I stand shaking, chest heaving. My reflection in the glass wall looks like a stranger.
“Interview terminated,” Korin says quietly, tapping his pad. “Psych eval recommended.”
He leaves too.
The door locks behind him with a hiss that feels final.
They release me two hours later. A medic tries to hand me a sedative; I slap it out of her hand. Someone mutters the words unstable and evaluation. I don’t care.
They give me a temporary dorm — sterile quarters, bare walls, zero warmth. My old room on the Seeker is gone. My new one feels like a hospital ward.
I sit on the cot and stare at the wall for what might be hours. My hands are raw from clenching.
I keep seeing him — his body jerking as the stun rod hit, the light fading from his eyes as they dragged him away. The sound of his voice, low and rough, yelling my name until it cut off mid-word.
“Stop thinking about it,” I whisper to myself. “Stop. Stop.”
I press my knuckles to my temples. It doesn’t help.
When I finally lie down, my head hits the pillow and I start crying so hard I choke.
The next day, I throw a mug at the wall. It shatters. I don’t even remember picking it up.

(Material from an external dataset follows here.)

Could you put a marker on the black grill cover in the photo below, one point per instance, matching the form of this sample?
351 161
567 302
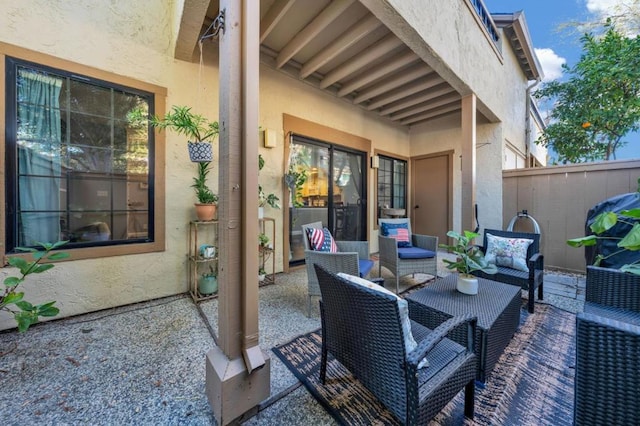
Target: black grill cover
605 247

The day after, I start asking questions again — corridors, decks, names. Every officer gives me the same script: “We can’t disclose the location of enemy detainees.”
By day three, I’m on a watchlist.
By day five, I stop sleeping altogether.
Marla finds me in the mess hall, hunched over a cooling plate of protein mush. She sits down beside me like nothing happened.

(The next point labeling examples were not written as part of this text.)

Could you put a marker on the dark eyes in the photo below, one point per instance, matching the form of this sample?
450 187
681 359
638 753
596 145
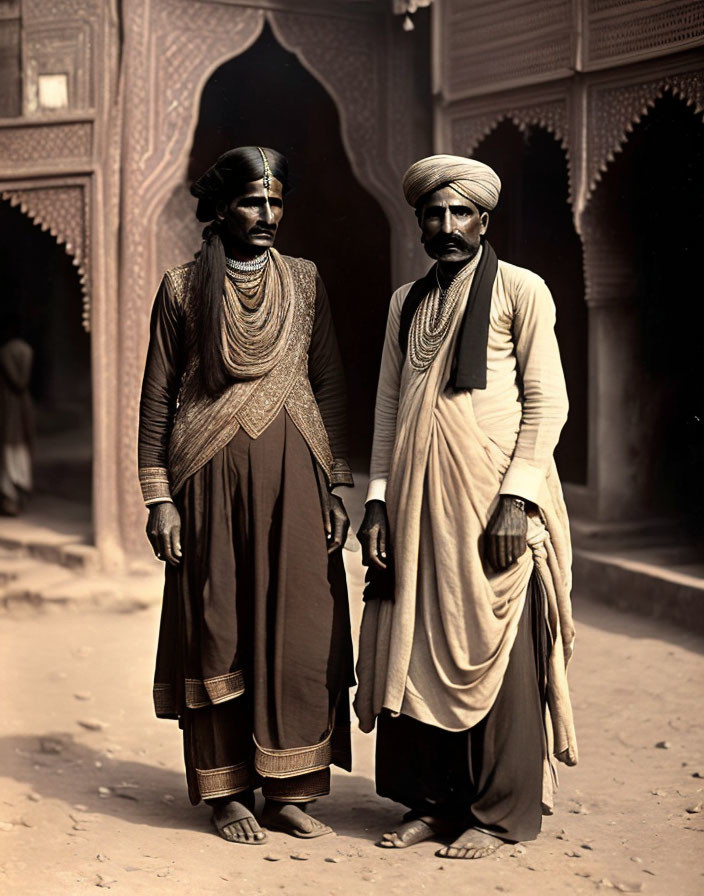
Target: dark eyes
459 211
256 202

“You look like hell,” she says, picking up my spoon. “You eating?”
I don’t look up. “Where’s Takhiss?”
She sighs. “Ella, listen. You have to let this go. He’s Coalition. They’ll handle it.”

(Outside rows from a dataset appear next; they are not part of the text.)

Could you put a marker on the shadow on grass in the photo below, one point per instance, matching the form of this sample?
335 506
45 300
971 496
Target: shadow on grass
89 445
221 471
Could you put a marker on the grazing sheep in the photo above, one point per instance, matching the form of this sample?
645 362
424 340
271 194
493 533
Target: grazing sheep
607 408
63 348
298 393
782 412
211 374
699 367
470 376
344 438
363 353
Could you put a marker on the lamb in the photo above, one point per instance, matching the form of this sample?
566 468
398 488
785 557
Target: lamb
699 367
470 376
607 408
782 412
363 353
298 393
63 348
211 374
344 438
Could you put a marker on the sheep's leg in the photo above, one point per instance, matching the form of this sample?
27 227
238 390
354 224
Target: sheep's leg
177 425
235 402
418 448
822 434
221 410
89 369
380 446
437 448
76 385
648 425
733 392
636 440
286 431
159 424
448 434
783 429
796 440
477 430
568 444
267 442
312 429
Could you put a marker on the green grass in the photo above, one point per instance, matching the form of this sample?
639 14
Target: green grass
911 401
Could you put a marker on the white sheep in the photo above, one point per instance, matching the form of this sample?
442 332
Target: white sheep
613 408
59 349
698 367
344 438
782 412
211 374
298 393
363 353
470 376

“Handle it,” I repeat, bitterly. “You mean bury him.”
“Don’t do this.”
I turn to her. “You weren’t there, Marla. You didn’t see him hold the hull shut with his body. You didn’t see him bleed just to keep me breathing. He’s not a monster.”
“I’m not saying he is. I’m saying it’s out of your hands.”
“I don’t believe that.”
“Then you’re going to break yourself.”
“Maybe I already have.”
She stands, eyes soft with pity. “Then you need help. Not another fight.”
I laugh — hollow, sharp. “Thanks for the diagnosis.”
When she reaches out to touch my shoulder, I pull away.
“Get out.”
“Ella—”
“I said get out!”
She goes.
The silence she leaves behind feels heavier than gravity.
Back in my quarters, the air tastes like recycled bleach. The bed’s too clean. The lights are too bright. I sit there a long time, staring at nothing.
My stomach churns. I haven’t eaten since morning. I push up to get water and suddenly double over the sink, dry-heaving.
It keeps happening. Morning. Night. Randomly. I chalk it up to stress, to recycled air, to too many memories grinding my brain to powder.
Until a thought hits me.
No.
I open the drawer where the medkits are stored. Pull one out.
There’s a single test strip inside — sealed, sterile, white.
My hands shake so hard I almost drop it.
Five minutes. That’s all it takes.
I pace the room. Back and forth. Back and forth.
Then I look.
A single blue light.
Positive.
The word slices me open.
I don’t cry at first. I just stare. My chest tightens. My vision tunnels.
Then the world tilts.
My knees hit the floor before I realize I’ve fallen.
I can’t breathe. The air’s too thin. My palms slide against the cold tile as if I can hold onto something real.
“Oh God,” I whisper. “Oh, Takhiss…”
The sound of his name shatters me.
I fold in on myself and sob until my throat feels raw, until my body gives up and I’m left kneeling on the floor of a silent room, clutching a test that glows faintly blue in the sterile light.
And for the first time since they dragged him away, I understand exactly what it means to be alone.